I laugh, dropping my forehead briefly to his chest. “I couldn’t exactly use something like SniperGirl or HeadshotQueen.”
He huffs a quiet laugh. “Why not?”
“Because the second guys realize you’re a girl, half of them turn into idiots,” I say. “They either start hitting on you or trying twice as hard to prove you shouldn’t be there.”
He grimaces. “Yeah… I guess that tracks.”
“So cereal it was,” I shrug. “Everyone eats cereal. Nobody questions cereal.”
“When did you figure it out?” he asks.
“After we met,” I say. “After we’d already been spending time together.”
His brow furrows.
“I pieced it together that day in the student center,” I continue. “When you came to talk to me. You were wearing your jersey…”
“And Donovan called me Rowdy,” he finishes. “Why didn’t you say anything?”
“I didn’t know how,” I admit. “It almost felt like I knew you in a way you didn’t know me.”
He’s quiet for a moment, like he’s turning that over in his head.
“I was going to tell you tonight,” I add. “When we were playing. It would’ve made sense then.”
He looks at me like he’s somewhere else for a second.
“All those nights,” he whispers, then pulls me into him.
When his lips crash against mine, it surprises me.
It isn’t heated like earlier. It’s slower now, softer. Like he’s trying to memorize this version of me and line it up with the one he thought he knew.
His hands slide into my hair, holding me there. I melt into him.
When I pull away, I study his face carefully.

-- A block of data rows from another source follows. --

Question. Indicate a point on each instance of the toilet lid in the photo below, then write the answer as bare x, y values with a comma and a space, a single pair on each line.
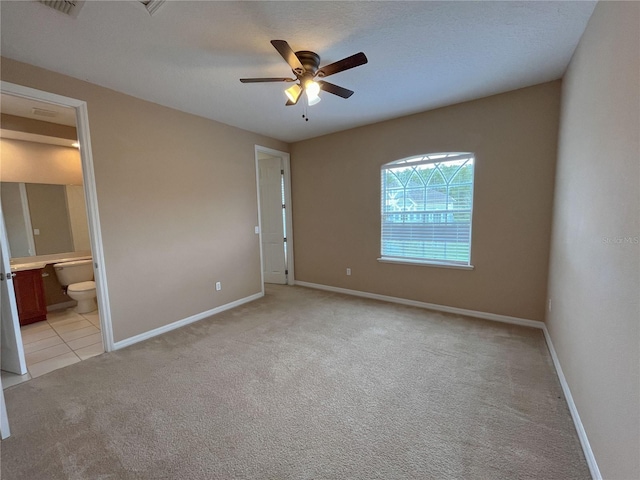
81, 287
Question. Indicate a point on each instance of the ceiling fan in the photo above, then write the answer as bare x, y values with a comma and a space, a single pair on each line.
306, 67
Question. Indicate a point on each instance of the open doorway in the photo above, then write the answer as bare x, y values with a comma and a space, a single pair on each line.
64, 332
275, 218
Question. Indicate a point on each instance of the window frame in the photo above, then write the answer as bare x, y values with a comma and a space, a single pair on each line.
416, 160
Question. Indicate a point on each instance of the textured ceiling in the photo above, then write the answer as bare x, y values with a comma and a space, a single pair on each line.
190, 55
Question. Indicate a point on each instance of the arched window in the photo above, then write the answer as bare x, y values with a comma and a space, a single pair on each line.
426, 209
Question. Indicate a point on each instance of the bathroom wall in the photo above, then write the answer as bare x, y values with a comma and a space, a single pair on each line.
177, 201
32, 162
77, 209
38, 127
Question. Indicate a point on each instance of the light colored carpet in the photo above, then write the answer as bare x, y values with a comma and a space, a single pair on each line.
303, 384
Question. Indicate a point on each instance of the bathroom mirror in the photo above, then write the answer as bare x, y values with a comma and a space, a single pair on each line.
44, 219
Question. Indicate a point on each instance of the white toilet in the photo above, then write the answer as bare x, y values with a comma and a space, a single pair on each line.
77, 276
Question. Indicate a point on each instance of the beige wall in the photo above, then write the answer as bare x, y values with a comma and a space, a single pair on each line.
31, 162
177, 201
595, 256
38, 127
336, 203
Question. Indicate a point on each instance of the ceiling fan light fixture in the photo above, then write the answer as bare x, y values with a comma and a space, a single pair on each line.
312, 89
293, 92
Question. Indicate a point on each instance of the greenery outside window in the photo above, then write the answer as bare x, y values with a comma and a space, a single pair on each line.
426, 209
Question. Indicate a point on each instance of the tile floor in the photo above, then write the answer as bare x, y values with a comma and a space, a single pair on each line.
64, 338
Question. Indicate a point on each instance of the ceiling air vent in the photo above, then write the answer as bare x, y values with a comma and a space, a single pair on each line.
152, 6
68, 7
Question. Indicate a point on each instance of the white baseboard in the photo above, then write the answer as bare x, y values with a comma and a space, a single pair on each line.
582, 434
185, 321
430, 306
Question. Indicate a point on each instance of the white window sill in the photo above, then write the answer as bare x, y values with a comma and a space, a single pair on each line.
425, 263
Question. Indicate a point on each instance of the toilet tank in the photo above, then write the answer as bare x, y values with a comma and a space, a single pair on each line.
74, 272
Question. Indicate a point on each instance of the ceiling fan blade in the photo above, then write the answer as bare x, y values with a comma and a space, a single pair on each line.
288, 54
335, 89
258, 80
344, 64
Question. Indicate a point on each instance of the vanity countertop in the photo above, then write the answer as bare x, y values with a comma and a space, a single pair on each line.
41, 261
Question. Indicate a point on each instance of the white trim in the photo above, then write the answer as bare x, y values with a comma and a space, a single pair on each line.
431, 306
88, 175
286, 162
424, 263
259, 219
582, 434
185, 321
5, 431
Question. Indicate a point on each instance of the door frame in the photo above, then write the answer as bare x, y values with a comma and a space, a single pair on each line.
286, 162
90, 194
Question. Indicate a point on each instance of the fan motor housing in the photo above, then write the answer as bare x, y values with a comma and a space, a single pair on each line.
309, 60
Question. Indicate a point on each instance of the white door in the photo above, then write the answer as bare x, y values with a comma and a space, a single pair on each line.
272, 219
11, 349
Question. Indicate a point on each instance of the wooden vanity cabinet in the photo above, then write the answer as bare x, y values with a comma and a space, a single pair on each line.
32, 306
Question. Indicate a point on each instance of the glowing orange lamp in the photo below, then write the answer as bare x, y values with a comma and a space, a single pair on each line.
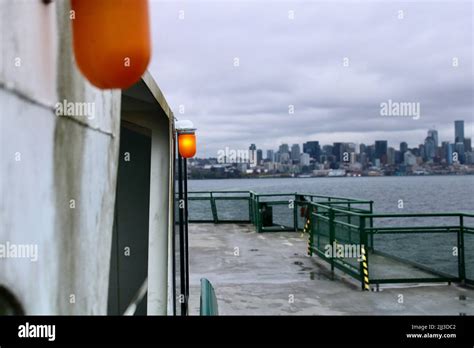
186, 138
187, 144
111, 40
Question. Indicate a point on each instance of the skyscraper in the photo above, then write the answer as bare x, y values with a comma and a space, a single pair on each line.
381, 150
458, 131
295, 152
253, 155
403, 147
337, 151
259, 157
430, 149
270, 155
434, 134
284, 148
313, 149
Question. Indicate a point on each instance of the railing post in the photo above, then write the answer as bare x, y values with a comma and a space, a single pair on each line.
214, 209
295, 213
332, 233
250, 207
461, 261
364, 262
311, 225
371, 221
257, 214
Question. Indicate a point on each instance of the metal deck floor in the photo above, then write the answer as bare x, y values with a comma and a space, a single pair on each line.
273, 276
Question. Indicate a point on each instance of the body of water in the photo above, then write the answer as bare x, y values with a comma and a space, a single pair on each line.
420, 194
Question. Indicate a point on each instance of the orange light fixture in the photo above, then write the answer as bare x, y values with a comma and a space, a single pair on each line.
111, 40
187, 144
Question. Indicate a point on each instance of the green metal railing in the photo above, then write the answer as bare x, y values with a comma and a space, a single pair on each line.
375, 248
424, 249
208, 305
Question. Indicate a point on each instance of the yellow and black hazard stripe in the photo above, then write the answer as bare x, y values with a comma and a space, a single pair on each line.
365, 269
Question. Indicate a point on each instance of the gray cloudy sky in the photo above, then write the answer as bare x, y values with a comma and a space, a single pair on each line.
299, 62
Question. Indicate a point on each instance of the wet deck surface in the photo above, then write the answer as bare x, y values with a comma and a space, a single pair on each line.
270, 274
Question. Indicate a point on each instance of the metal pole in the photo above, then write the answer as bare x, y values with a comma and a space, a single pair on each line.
185, 180
182, 297
173, 235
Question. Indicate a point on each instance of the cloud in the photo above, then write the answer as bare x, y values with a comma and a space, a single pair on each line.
299, 62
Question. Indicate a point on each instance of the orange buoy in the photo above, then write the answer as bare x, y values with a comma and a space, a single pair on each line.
187, 144
111, 40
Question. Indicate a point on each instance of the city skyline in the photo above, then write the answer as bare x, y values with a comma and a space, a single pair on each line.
439, 141
281, 79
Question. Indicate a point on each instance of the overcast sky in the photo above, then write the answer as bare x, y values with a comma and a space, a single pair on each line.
300, 62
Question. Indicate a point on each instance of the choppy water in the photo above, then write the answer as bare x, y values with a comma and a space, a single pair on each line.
421, 194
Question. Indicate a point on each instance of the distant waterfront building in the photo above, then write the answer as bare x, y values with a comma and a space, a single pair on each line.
305, 159
284, 148
430, 148
337, 150
459, 149
409, 159
259, 157
313, 149
253, 155
276, 157
270, 155
284, 157
295, 152
458, 131
391, 156
467, 145
403, 147
381, 150
434, 134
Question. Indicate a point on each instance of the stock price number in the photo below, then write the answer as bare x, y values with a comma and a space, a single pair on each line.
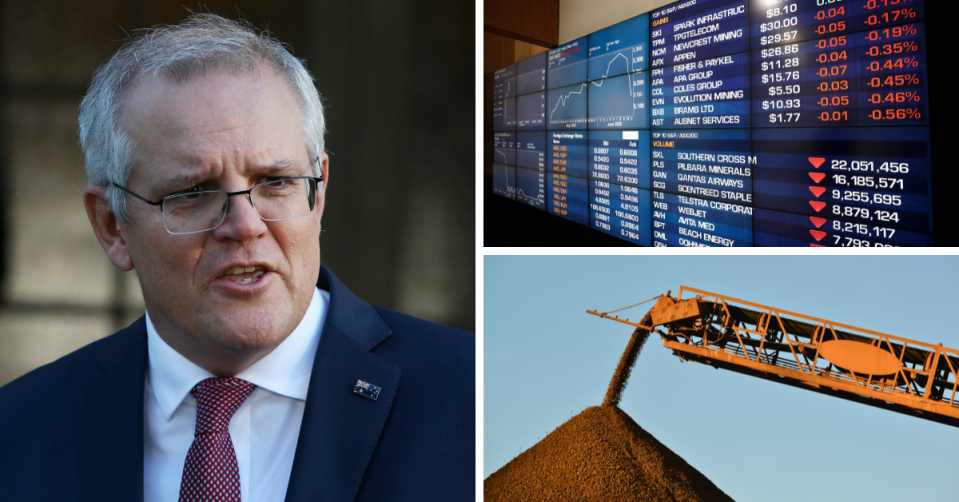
868, 182
781, 104
786, 36
865, 198
781, 11
778, 24
866, 214
863, 229
783, 118
784, 90
775, 78
869, 166
780, 63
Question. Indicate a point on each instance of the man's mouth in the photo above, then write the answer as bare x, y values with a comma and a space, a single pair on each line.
243, 275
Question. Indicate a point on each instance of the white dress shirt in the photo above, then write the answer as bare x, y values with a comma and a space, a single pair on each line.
264, 429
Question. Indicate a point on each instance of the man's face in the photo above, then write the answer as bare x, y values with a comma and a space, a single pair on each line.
221, 131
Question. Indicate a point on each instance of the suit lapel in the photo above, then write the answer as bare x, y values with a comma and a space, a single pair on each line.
341, 429
110, 420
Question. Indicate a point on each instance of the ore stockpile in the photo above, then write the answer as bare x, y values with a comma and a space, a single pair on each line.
601, 454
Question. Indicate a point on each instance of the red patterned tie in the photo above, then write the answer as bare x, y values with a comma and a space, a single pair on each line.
211, 473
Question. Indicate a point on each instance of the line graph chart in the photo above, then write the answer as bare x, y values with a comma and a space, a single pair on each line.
627, 40
569, 107
567, 64
530, 112
618, 102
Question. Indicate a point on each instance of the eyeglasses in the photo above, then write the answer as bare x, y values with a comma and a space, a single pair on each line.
195, 212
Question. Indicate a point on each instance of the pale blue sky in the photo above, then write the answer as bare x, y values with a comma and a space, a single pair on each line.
546, 360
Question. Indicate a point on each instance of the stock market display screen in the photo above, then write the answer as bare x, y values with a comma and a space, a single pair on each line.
729, 123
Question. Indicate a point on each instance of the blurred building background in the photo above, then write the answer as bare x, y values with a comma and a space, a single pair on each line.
397, 78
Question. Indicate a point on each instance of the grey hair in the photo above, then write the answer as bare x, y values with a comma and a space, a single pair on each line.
201, 43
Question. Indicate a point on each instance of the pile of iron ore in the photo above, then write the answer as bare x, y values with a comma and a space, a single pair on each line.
601, 454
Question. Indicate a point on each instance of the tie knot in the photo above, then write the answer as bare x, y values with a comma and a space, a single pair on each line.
217, 399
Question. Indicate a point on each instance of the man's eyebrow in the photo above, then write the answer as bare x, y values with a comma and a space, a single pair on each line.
181, 181
285, 166
177, 182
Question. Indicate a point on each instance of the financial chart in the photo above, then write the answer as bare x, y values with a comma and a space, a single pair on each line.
720, 123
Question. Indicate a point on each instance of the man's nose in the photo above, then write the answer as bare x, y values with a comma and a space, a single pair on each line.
242, 221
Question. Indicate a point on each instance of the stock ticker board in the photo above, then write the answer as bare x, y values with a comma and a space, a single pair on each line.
729, 123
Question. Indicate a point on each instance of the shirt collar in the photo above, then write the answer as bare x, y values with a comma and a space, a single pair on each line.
285, 371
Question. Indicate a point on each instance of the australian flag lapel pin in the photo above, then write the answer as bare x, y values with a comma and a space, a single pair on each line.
366, 390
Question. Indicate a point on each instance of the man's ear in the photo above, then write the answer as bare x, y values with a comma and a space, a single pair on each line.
325, 169
106, 227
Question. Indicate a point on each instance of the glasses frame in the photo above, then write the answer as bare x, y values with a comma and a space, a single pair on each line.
226, 207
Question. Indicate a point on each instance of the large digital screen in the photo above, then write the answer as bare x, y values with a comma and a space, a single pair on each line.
730, 123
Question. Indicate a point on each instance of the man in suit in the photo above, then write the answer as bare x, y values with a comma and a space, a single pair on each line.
255, 375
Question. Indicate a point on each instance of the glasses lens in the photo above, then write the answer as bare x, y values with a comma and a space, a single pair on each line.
284, 199
193, 212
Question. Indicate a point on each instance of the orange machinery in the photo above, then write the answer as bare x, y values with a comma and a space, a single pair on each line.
869, 367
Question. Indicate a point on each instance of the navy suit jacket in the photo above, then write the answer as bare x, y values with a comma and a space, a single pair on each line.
73, 430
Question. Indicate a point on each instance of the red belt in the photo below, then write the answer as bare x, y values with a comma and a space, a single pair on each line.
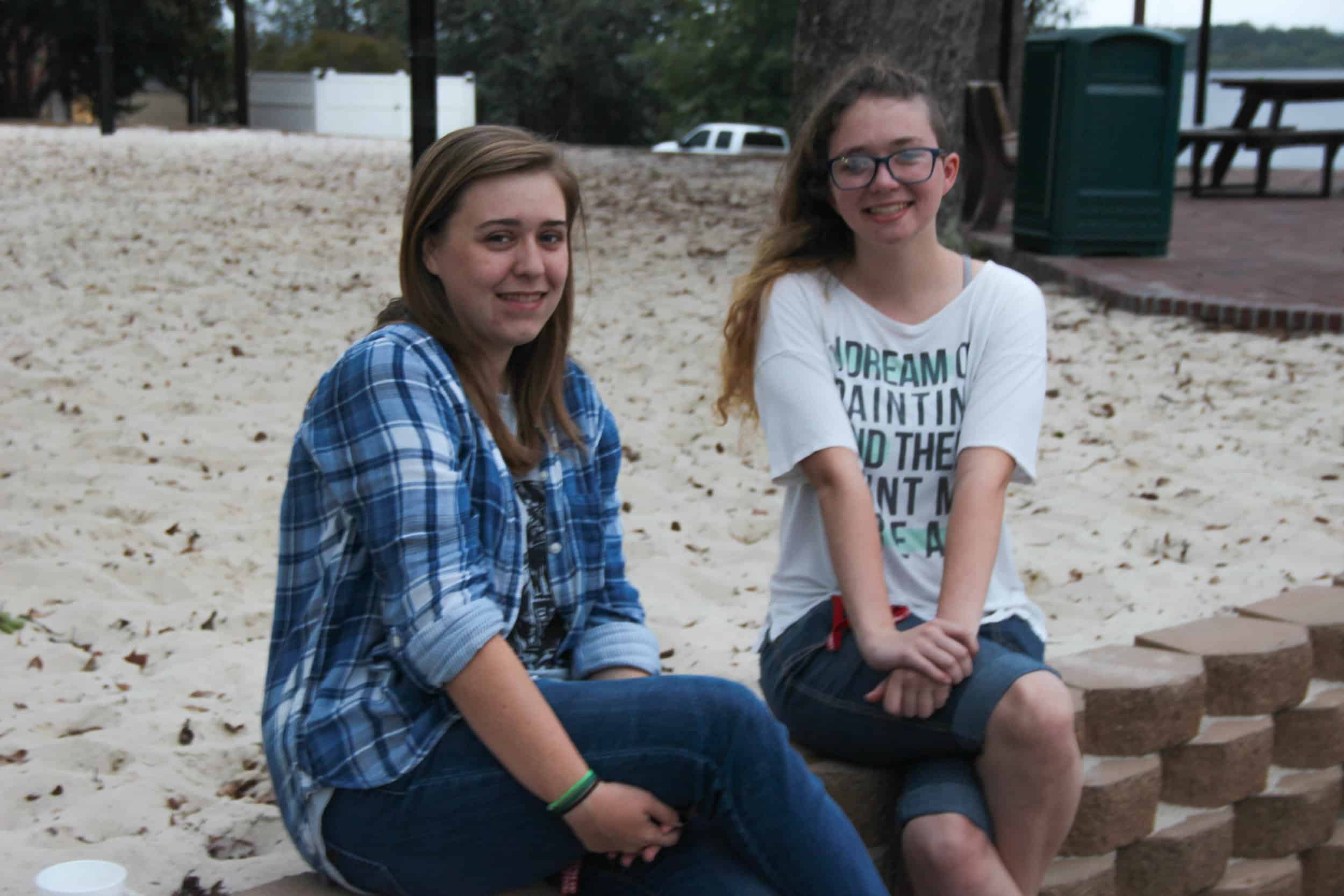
840, 622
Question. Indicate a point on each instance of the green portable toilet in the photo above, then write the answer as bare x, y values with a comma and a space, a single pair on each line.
1097, 141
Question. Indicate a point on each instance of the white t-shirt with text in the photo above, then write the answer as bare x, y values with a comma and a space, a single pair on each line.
834, 371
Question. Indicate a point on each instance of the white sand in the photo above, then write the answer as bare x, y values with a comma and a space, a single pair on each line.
168, 302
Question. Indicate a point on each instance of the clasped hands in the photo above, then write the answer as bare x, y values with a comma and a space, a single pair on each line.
924, 661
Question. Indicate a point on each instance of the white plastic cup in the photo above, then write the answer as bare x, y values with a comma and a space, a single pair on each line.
84, 878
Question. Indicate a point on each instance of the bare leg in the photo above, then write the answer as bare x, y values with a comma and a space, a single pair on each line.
1031, 773
945, 855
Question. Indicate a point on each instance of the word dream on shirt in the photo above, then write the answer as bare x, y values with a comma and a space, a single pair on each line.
885, 391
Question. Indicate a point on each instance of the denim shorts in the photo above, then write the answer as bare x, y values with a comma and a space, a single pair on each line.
819, 696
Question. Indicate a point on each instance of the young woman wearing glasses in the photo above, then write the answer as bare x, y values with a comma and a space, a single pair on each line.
890, 374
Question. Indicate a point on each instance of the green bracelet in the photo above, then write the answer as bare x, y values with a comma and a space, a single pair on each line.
576, 794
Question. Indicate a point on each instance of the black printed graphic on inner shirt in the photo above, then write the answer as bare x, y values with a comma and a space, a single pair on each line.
539, 629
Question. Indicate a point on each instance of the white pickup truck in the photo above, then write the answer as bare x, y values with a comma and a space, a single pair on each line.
719, 139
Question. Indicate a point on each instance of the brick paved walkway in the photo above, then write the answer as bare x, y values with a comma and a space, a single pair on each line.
1243, 261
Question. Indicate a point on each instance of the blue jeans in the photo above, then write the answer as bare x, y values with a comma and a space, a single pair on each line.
819, 696
760, 824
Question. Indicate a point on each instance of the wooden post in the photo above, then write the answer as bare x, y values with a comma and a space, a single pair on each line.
424, 78
1202, 78
106, 78
241, 61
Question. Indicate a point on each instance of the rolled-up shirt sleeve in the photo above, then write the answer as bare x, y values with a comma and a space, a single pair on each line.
388, 444
614, 633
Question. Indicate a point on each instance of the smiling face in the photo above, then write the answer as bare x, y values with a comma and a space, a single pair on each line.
503, 260
888, 211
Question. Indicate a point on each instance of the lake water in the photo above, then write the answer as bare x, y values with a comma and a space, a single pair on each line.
1221, 105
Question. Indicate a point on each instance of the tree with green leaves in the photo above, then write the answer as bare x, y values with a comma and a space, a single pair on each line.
50, 47
331, 50
722, 61
563, 70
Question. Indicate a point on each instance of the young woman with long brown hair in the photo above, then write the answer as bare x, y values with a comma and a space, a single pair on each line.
463, 696
899, 388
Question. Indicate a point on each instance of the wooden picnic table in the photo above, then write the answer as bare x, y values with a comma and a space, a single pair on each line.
1278, 92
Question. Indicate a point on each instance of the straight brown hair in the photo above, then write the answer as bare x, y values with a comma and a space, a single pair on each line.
808, 233
535, 372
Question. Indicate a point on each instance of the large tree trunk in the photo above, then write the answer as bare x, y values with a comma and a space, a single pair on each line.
991, 45
934, 39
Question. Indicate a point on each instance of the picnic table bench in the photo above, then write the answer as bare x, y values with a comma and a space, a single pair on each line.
1265, 141
1277, 93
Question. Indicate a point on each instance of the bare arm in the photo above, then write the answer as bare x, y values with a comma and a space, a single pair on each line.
974, 528
853, 539
507, 711
509, 714
941, 650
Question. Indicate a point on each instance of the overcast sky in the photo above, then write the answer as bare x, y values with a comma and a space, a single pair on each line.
1280, 14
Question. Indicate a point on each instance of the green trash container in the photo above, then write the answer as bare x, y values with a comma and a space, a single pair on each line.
1097, 141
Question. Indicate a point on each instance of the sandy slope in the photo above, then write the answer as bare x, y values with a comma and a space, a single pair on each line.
168, 302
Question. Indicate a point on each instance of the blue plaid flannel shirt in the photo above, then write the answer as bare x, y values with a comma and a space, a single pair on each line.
402, 551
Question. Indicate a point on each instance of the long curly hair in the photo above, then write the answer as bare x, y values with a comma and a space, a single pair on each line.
535, 371
808, 233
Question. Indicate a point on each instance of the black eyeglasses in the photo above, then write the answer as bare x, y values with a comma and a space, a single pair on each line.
909, 166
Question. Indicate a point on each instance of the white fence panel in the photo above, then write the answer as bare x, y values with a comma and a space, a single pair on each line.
354, 105
281, 101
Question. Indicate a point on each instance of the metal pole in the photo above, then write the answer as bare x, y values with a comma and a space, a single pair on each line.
1202, 78
241, 60
106, 80
1006, 45
424, 78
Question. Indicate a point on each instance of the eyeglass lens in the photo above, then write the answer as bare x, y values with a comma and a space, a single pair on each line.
907, 166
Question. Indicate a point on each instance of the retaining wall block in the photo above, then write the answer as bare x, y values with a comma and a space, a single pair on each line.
1321, 610
1226, 762
1139, 700
1293, 814
1119, 805
1323, 867
1085, 876
1311, 735
1080, 718
1261, 878
1178, 860
1253, 666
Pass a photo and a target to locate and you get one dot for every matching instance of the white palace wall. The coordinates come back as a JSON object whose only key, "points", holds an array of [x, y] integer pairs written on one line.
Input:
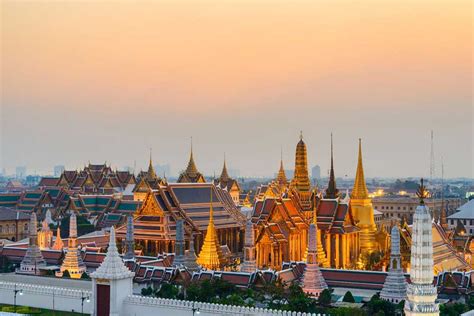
{"points": [[43, 296], [67, 299]]}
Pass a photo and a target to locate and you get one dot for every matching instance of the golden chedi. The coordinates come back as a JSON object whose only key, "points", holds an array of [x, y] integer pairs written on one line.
{"points": [[211, 256], [362, 208]]}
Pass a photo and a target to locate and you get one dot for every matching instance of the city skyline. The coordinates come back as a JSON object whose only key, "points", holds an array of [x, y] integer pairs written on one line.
{"points": [[240, 78]]}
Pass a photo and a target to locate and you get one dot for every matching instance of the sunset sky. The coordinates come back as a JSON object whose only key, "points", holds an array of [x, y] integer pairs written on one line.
{"points": [[107, 80]]}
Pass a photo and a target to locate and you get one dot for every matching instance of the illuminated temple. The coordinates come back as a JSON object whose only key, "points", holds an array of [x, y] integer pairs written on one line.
{"points": [[155, 220]]}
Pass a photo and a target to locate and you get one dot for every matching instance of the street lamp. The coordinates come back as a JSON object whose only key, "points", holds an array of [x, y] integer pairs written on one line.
{"points": [[84, 298], [196, 310], [16, 291]]}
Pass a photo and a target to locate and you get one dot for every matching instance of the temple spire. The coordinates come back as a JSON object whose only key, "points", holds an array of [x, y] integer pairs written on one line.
{"points": [[151, 174], [421, 294], [129, 240], [211, 256], [360, 188], [281, 176], [250, 263], [313, 282], [73, 261], [395, 286], [224, 174], [33, 259], [332, 192]]}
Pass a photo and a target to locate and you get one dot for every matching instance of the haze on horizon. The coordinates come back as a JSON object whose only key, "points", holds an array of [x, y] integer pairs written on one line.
{"points": [[106, 80]]}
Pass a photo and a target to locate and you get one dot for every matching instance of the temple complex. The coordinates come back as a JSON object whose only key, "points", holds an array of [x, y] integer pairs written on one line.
{"points": [[225, 182], [146, 181], [362, 208], [73, 261], [421, 293], [94, 178], [45, 236], [33, 259], [179, 246], [210, 256], [191, 174], [129, 244], [395, 286], [250, 263], [58, 242], [313, 282], [155, 220]]}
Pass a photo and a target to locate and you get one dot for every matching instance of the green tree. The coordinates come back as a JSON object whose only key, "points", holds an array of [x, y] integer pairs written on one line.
{"points": [[348, 297], [148, 291], [299, 301], [452, 309], [324, 298], [378, 305]]}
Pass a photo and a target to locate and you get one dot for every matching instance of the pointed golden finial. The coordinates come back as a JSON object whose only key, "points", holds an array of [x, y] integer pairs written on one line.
{"points": [[421, 192], [359, 190]]}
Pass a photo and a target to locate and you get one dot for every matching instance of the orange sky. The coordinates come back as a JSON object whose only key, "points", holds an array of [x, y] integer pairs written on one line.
{"points": [[245, 68]]}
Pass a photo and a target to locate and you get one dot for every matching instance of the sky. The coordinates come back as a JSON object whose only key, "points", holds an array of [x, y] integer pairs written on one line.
{"points": [[107, 80]]}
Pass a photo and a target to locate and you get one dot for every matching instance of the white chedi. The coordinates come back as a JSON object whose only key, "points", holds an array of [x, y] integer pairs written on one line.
{"points": [[421, 293]]}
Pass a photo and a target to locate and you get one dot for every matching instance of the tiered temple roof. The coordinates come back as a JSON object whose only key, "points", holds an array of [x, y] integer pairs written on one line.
{"points": [[191, 174], [98, 178]]}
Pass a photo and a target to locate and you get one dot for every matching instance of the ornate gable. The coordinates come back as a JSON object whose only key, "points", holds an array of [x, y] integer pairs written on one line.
{"points": [[150, 206]]}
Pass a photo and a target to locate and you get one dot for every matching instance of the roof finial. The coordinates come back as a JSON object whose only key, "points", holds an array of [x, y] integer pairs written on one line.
{"points": [[421, 192]]}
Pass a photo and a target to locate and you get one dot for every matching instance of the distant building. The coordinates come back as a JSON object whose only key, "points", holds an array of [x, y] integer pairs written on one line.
{"points": [[463, 218], [163, 170], [13, 224], [58, 170], [404, 207], [20, 172], [316, 172]]}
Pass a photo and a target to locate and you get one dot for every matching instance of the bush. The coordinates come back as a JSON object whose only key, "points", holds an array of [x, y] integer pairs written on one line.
{"points": [[348, 297]]}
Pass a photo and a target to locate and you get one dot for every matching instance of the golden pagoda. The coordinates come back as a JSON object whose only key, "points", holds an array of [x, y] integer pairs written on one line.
{"points": [[211, 256], [281, 177], [151, 174], [332, 192], [191, 174], [362, 208], [300, 182], [322, 258]]}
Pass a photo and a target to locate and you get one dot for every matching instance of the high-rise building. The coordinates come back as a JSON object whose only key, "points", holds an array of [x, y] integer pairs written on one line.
{"points": [[316, 172]]}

“You’re not upset, are you?”
“No.”
“You don’t feel like I hid it from you?”
He shakes his head once.
“It makes sense,” he says quietly.
“What does?”
“The first time I saw you at the bar,” he continues, “I couldn’t explain it. You felt familiar. Like I’d met you somewhere before.”
His thumb brushes along my cheek.
“I think I would’ve found you anyway,” he says softly. “Even if it hadn’t started with us playing together.”
“You’d heard my voice before,” I say lightly.
He smiles.
“Yeah,” he says. “Guess I had.”
He rests his forehead against mine.
“I kept thinking it was chemistry,” he murmurs. “But it’s more than that.”
I don’t say anything. I just hold him, letting the truth settle between us.
“You beat me alone,” he adds after a second.
I can’t help it this time. I laugh. “Yeah, I have.”
He shakes his head, amused.
“I can’t believe it’s you.”
I look at him, taking in the smile on his face and this feeling of contentment in my chest.
“I think I spent a long time chasing that feeling again,” I say quietly. “Somewhere I could disappear into something and leave everything else behind.”
My fingers curl into his shirt.
“And somehow I found it here,” I say softly. “Just… in a person instead.”
He kisses me again. And for once, it doesn’t feel like I’m running from something.
It feels like I finally ended up where I’m meant to be.